I decided to take a break from just reading development books and picked up a copy of Rework by Jason Fried & David Heinemeier Hanson. If you don’t know there names, it’s almost certain you’d recognize (and probably used) their products like Basecamp, Highrise, Campfire and other goodness from 37Signals, the company they founded.
As professional developers it’s important to not only think in zeros and ones but also in how to make what you’re building great; both from a technical and customer perspective. The latter is really what I think the book is about. It’s definitely a business book and if you get it (which I recommend), you need to shift your thought process a little to understand how your development skills can be applied to building a business that’s successful and that customers love.
What I loved about the structure of this books is that it’s broken down into quick hit sections. There are no LONG, drawn out chapters that put you to sleep. The book is setup in main topic sections, each broken down into the quick-hit subtopics I was referring to. A main topic would be something like “Competitors” followed by sub-topics (usually a page or two) that dives into an area such as not copying another product or allowing your company to form it’s own culture as opposed to trying to dictate it.

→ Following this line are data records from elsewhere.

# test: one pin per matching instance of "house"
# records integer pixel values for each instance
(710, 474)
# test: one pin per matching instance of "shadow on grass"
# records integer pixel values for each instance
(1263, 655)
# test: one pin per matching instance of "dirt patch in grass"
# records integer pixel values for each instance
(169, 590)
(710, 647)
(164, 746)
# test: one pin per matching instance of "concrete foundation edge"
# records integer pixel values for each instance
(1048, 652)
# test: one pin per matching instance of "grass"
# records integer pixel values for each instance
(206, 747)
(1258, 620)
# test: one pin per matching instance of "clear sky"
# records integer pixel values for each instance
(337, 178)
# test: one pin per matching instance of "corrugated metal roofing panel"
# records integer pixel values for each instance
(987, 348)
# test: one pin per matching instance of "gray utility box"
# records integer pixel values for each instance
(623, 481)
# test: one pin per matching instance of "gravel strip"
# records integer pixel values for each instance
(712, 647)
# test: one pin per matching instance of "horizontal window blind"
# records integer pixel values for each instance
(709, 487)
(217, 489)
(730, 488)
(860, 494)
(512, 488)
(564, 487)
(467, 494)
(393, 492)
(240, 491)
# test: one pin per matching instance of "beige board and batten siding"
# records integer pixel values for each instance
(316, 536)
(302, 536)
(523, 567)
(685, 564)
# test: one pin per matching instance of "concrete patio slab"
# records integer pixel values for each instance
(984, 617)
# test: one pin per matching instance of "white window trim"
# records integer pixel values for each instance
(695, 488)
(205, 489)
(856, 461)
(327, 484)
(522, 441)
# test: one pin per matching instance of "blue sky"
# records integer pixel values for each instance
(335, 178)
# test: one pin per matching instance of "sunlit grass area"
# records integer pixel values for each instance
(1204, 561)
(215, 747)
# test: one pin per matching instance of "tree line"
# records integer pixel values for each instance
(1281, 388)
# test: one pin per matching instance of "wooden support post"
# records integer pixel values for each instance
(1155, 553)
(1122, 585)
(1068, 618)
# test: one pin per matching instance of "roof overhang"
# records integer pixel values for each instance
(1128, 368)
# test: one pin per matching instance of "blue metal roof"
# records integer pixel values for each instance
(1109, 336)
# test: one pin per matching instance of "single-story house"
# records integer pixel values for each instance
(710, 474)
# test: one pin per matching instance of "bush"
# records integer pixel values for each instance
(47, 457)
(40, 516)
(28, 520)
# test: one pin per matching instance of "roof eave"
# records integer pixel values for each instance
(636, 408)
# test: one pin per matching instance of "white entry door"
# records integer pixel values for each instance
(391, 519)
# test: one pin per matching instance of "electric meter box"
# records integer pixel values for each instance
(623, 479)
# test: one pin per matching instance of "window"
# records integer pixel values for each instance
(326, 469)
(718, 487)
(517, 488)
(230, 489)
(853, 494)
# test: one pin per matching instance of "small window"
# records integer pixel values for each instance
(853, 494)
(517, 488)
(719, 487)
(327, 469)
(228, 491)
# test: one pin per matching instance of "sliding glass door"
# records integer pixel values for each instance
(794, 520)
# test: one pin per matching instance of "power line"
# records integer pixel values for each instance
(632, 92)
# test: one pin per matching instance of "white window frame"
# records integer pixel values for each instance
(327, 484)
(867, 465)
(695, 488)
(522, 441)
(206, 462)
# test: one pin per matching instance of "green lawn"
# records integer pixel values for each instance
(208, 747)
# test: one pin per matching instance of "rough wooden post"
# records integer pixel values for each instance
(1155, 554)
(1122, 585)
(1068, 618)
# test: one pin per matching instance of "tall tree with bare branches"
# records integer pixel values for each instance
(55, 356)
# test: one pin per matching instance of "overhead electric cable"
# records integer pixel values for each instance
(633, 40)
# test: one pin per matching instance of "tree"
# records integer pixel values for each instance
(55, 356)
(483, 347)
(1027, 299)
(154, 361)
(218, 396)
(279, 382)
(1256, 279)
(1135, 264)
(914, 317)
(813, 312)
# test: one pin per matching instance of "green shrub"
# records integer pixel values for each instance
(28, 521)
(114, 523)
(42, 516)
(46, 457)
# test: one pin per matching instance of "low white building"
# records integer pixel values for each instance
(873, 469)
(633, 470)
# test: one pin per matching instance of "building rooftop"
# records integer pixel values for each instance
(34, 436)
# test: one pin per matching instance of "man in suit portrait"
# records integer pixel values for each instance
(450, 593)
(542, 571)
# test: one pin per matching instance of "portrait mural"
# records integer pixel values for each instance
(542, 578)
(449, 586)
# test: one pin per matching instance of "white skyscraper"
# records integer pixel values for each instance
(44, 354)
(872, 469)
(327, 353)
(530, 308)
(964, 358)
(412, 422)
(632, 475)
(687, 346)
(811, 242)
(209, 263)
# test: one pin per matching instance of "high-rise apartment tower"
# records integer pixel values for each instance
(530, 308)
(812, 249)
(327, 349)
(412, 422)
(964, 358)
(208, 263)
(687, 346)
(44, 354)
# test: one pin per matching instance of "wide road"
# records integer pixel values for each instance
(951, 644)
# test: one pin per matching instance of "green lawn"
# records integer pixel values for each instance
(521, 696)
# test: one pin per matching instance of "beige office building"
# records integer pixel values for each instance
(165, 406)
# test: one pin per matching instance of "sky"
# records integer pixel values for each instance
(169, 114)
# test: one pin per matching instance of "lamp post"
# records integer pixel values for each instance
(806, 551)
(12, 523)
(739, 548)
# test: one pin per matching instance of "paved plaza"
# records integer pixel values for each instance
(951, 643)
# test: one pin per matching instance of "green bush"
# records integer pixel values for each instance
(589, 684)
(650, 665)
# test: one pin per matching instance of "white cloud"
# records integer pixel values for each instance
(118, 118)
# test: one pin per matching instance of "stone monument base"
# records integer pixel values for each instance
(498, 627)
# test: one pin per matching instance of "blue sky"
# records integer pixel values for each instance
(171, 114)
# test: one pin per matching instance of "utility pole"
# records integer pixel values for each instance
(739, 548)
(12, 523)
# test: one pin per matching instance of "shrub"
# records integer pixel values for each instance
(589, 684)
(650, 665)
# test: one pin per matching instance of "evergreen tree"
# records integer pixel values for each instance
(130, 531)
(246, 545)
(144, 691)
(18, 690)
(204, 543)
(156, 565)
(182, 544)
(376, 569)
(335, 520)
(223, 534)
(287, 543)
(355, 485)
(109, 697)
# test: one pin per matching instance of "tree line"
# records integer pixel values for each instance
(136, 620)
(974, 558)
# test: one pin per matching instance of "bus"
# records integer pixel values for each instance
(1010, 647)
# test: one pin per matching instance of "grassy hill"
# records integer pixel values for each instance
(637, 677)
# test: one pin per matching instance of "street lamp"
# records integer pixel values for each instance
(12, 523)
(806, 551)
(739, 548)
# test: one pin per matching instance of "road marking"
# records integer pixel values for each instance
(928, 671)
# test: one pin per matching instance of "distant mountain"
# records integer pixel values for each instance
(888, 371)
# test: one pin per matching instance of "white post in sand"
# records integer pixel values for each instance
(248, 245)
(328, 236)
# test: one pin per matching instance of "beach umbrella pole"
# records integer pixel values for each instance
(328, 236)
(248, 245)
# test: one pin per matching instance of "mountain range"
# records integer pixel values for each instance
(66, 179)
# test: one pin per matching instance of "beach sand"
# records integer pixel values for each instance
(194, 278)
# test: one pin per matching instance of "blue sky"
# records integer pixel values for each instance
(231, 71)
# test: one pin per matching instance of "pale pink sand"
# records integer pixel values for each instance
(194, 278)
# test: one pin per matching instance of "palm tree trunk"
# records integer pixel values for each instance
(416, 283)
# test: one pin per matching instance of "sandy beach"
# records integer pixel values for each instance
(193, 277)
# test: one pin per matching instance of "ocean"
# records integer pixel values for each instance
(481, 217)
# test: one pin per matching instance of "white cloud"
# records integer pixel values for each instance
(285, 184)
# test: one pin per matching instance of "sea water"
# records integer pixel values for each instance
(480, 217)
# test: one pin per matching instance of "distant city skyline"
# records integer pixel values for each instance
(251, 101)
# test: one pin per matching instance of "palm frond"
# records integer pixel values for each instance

I will say that in every major section, I got something valuable out of it and I could relate to a lot of the writings. For example, in the “Own your bad news”, I absolutely loved the advice of taking ownership when you mess up and being honest not only about the problem but how you’re going to fix it. And even something as simple as how to say you’re sorry resonated immensely. They were spot on with how annoying it is to hear someway say “We apologize for any inconvenience this may have caused.” How about something like, “I’m really sorry about this and we’re going to make it right.” Jason & DHH nailed that one.
And the list goes on and on. I came away with a different perspective on how I look at product development, customer relations, time management and more. The great thing is that it’s an incredibly easy read. You could probably finish it in a day. Overall, I think it’s a great book for anyone to read and if you’re starting up your own business, I would say it’s a must read.